For the six months ended December 31, 2016, the Scientific Advisory Board (SAB) was granted fully vested warrants to purchase 17,148 shares of common stock with an exercise price of $2.04 per share expiring in August, 2020 and 17,148 shares of common stock with an exercise price of $1.75 per share expiring in November, 2020.  The fair value of the warrants was $9,997 for the three months and $27,145 for the six months ended December 31, 2016 and was recorded as consulting expense.
 
The Company estimated the fair value of the warrants granted to the Scientific Advisory Board on the date of grant using the Black-Scholes Option-Pricing Model with the following weighted-average assumptions:
 
Expected life (year)
 
 
4
 
 
 
 
 
 
Expected volatility
 
 
57.36
%
 
 
 
 
 
Expected annual rate of quarterly dividends
 
 
0.00
%
 
 
 
 
 
Risk-free rate(s)
 
 
1.48
%
 
For the three and six months ended December 31, 2016, the Company’s Board of Directors authorized the issuance of 16,232 and 36,764 respectively, fully vested shares of its common stock with a restrictive legend for consulting services. The Company recorded an expense of $27,000 and $54,000, for the three and six months respectively, which was the fair values on the dates of issuance. 
 
For the three and six months ended December 31, 2016, the Company’s Board of Directors authorized the issuance of 8,406 and 15,183 respectively, fully vested shares of its common stock with a restrictive legend for Director Services.
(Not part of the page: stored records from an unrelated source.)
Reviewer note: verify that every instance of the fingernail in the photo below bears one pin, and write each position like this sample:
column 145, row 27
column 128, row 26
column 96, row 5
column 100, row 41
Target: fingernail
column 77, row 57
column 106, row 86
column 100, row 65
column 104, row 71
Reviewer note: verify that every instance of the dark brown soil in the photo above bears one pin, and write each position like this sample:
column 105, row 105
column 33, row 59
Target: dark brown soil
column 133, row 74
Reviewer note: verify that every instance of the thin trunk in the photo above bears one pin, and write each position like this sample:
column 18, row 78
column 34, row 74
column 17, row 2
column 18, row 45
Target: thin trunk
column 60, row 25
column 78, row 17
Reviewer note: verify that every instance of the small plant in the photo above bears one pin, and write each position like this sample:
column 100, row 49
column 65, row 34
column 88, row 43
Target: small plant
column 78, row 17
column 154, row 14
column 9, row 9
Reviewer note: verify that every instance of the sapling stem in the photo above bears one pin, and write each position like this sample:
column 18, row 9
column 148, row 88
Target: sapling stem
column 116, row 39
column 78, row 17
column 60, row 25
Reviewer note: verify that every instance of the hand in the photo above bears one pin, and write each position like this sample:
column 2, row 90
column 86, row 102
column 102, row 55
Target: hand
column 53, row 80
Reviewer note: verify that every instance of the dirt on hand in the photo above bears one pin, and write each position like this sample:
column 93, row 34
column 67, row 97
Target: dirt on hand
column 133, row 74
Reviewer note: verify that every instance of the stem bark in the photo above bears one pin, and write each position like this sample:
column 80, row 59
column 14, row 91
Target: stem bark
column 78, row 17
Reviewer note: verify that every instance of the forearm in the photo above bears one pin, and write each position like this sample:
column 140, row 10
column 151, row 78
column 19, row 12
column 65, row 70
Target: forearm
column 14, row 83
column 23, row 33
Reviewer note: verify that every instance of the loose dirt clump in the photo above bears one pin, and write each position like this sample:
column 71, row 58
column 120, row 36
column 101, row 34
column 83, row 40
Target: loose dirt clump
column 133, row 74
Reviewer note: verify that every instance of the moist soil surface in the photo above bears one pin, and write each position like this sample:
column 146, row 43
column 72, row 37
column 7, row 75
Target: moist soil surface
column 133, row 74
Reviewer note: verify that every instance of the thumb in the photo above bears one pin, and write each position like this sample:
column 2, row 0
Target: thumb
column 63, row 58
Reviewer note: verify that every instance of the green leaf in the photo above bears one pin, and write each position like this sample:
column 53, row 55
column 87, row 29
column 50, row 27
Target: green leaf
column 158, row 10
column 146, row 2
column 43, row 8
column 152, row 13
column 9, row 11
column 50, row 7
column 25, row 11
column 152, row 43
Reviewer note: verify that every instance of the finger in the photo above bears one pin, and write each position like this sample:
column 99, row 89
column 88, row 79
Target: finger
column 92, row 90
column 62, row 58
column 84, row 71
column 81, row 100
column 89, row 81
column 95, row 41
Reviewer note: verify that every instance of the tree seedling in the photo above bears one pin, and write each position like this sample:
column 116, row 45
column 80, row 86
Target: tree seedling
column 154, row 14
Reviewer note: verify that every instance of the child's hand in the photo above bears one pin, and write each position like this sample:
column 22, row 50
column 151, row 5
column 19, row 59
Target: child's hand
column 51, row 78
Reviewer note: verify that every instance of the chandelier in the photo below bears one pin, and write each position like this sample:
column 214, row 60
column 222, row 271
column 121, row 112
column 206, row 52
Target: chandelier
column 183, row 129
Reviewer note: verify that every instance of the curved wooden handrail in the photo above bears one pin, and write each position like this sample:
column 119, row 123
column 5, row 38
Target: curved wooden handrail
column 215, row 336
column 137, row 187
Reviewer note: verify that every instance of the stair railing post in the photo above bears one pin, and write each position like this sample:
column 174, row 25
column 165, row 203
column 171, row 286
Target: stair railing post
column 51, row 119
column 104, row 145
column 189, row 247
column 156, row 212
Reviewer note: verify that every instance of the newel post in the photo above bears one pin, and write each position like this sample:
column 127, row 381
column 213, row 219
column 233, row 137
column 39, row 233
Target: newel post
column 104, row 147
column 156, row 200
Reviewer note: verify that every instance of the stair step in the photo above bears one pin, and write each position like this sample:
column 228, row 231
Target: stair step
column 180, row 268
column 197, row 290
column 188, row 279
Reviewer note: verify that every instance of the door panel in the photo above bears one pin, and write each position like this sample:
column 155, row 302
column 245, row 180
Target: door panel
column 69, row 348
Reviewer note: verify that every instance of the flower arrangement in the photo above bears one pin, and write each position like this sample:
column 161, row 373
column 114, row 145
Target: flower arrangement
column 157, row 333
The Company recorded an expense of $11,250 and $22,500, for the three and six months respectively, which was the fair values on the dates of issuance. 
 
On December 31, 2016 two Holders of the Company’s Series B Debentures elected to receive the $80,000 quarterly interest payable in restricted common stock of the Company. For the three months ended December 31, 2016 the Company’s Board of Directors authorized the issuance of 73,733 shares of the Company’s restricted common stock for interest payable to the Holders. The Holders are entities controlled by Dr. Milton Boniuk, a Director of the Company.
 
On December 31, 2016 the Holder of the Company’s Series C Debentures elected to receive the $166,667 interest payable in restricted common stock of the Company. For the three months ended December 31, 2016 the Company’s Board of Directors authorized the issuance of 153,610 shares of the Company’s restricted common stock for interest payable to the Holder. The Holder is an entity controlled by Dr. Milton Boniuk, a Director of the Company.